老人は不思議そうに首を傾げながらも、懐かしそうに目を細めた。
「いや、失礼した。あまりに昔の知人に似ておられたものでな。……よろしければ、あそこの茶屋で一服いかがかな。お団子でもご馳走させておくれ」
断ろうとしたハチだったが、老人の寂しげな、だが確信に満ちた瞳を見て、つい頷いてしまった。
茶屋の縁側に腰を下ろし、運ばれてきた三色団子を頬張る。もちもちとした米の甘みが広がる中、老人は、かつて備前岡山・宇喜多家に仕えていた譜代の家臣だと名乗った。
「備前守様は、それはそれは見目麗しい美男子でな。大坂城に登城された日は、侍女から女中に至るまで一目見ようと廊下にあふれ、大騒ぎになったものよ。側室を望む女子は山ほどいたが、殿は正室の豪姫様を一途に愛しておられた」
ハチの手がぴたりと止まる。自分の知らない、かつて《《五大老》》の一角として栄華を誇った「じっちゃん」の姿。
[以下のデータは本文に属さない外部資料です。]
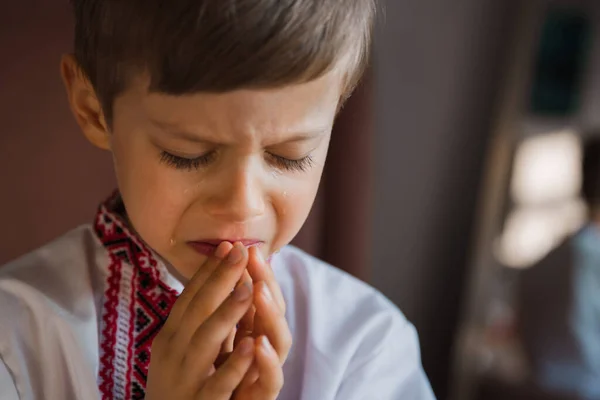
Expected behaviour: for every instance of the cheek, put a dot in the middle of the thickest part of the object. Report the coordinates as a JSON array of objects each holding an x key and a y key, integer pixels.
[
  {"x": 153, "y": 195},
  {"x": 292, "y": 205}
]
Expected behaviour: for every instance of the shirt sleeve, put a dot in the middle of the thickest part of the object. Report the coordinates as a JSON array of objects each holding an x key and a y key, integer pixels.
[
  {"x": 392, "y": 372},
  {"x": 8, "y": 390}
]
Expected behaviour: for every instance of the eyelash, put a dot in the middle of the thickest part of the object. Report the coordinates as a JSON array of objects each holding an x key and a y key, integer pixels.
[{"x": 190, "y": 164}]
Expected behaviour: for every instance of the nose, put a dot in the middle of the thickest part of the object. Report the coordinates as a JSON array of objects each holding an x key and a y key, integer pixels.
[{"x": 239, "y": 196}]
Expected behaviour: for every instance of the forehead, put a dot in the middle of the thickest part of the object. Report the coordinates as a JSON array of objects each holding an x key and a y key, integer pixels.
[{"x": 300, "y": 107}]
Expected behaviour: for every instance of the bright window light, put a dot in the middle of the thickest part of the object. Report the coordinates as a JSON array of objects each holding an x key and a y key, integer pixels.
[{"x": 547, "y": 169}]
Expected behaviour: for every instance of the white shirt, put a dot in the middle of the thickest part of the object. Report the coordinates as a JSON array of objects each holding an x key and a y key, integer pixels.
[{"x": 349, "y": 341}]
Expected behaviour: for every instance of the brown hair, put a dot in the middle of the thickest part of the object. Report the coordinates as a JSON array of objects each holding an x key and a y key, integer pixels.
[{"x": 189, "y": 46}]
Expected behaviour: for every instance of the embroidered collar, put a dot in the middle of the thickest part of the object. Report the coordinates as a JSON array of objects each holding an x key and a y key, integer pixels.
[{"x": 136, "y": 303}]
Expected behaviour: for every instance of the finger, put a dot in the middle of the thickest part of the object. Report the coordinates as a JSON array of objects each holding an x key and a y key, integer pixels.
[
  {"x": 211, "y": 295},
  {"x": 228, "y": 345},
  {"x": 228, "y": 377},
  {"x": 194, "y": 285},
  {"x": 259, "y": 270},
  {"x": 271, "y": 322},
  {"x": 270, "y": 374},
  {"x": 246, "y": 324},
  {"x": 204, "y": 346}
]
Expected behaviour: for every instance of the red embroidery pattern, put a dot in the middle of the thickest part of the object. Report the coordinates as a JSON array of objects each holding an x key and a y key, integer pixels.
[{"x": 136, "y": 304}]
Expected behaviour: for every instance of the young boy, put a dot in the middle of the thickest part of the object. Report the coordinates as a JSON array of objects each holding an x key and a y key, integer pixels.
[{"x": 218, "y": 115}]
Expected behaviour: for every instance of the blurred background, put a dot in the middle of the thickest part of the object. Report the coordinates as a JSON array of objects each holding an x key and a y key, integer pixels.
[{"x": 461, "y": 181}]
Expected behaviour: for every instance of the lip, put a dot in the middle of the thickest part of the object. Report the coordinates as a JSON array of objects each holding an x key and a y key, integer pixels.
[{"x": 207, "y": 247}]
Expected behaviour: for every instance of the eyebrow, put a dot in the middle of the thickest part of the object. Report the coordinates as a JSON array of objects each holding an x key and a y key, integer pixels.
[{"x": 196, "y": 138}]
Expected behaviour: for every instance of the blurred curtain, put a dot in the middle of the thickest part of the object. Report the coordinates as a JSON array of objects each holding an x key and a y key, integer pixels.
[{"x": 337, "y": 229}]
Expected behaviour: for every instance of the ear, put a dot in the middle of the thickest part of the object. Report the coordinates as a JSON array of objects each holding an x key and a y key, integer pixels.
[{"x": 84, "y": 103}]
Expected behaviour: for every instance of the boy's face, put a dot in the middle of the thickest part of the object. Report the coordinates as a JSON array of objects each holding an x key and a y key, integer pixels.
[{"x": 198, "y": 169}]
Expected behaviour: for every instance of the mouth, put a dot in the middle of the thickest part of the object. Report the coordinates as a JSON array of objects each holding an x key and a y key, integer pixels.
[{"x": 207, "y": 247}]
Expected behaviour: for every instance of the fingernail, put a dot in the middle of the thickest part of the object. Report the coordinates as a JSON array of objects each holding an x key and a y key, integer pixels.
[
  {"x": 246, "y": 346},
  {"x": 259, "y": 255},
  {"x": 242, "y": 292},
  {"x": 236, "y": 254},
  {"x": 221, "y": 250},
  {"x": 266, "y": 292},
  {"x": 264, "y": 342}
]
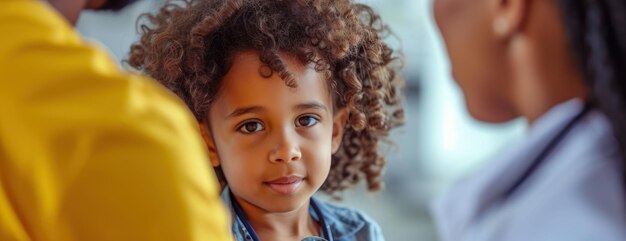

老人の話は、やがて家中を二分した「宇喜多騒動」へと及んだ。
「騒動の後、半年も経たずに関ヶ原の戦いが起きた。今にして思えば、あれは徳川様が家中を切り崩すための謀略だったのかもしれん。だが、外部の策があったにせよ、家臣をまとめきれなかったのは備前守様の失態よ。自業自得というものだ」
ハチの胸の奥が、冷たい刃で抉られたようにズキリと痛んだ。
「おかげで、我らはいち早く徳川様に鞍替えでき、家は安泰。知恵ある者は生き残り、愚かな主君に殉じた者は八丈島で惨めな流刑よ。いやはや、あの時見限って正解であった」
団子を飲み込んだ老人の喉から、くくくっと乾いた笑い声が漏れ聞こえた。
ハチは奥歯が軋むほど唇を噛み締め、膝の上のこぶしを血の気が引くほど震わせた。
(言い返したい。じっちゃんは愚かじゃない。島での暮らしだって、全然惨めなんかじゃない!)
——けれど今、美作八郎という偽名を騙り、正体を隠している自分には、反論する言葉が見つからなかった。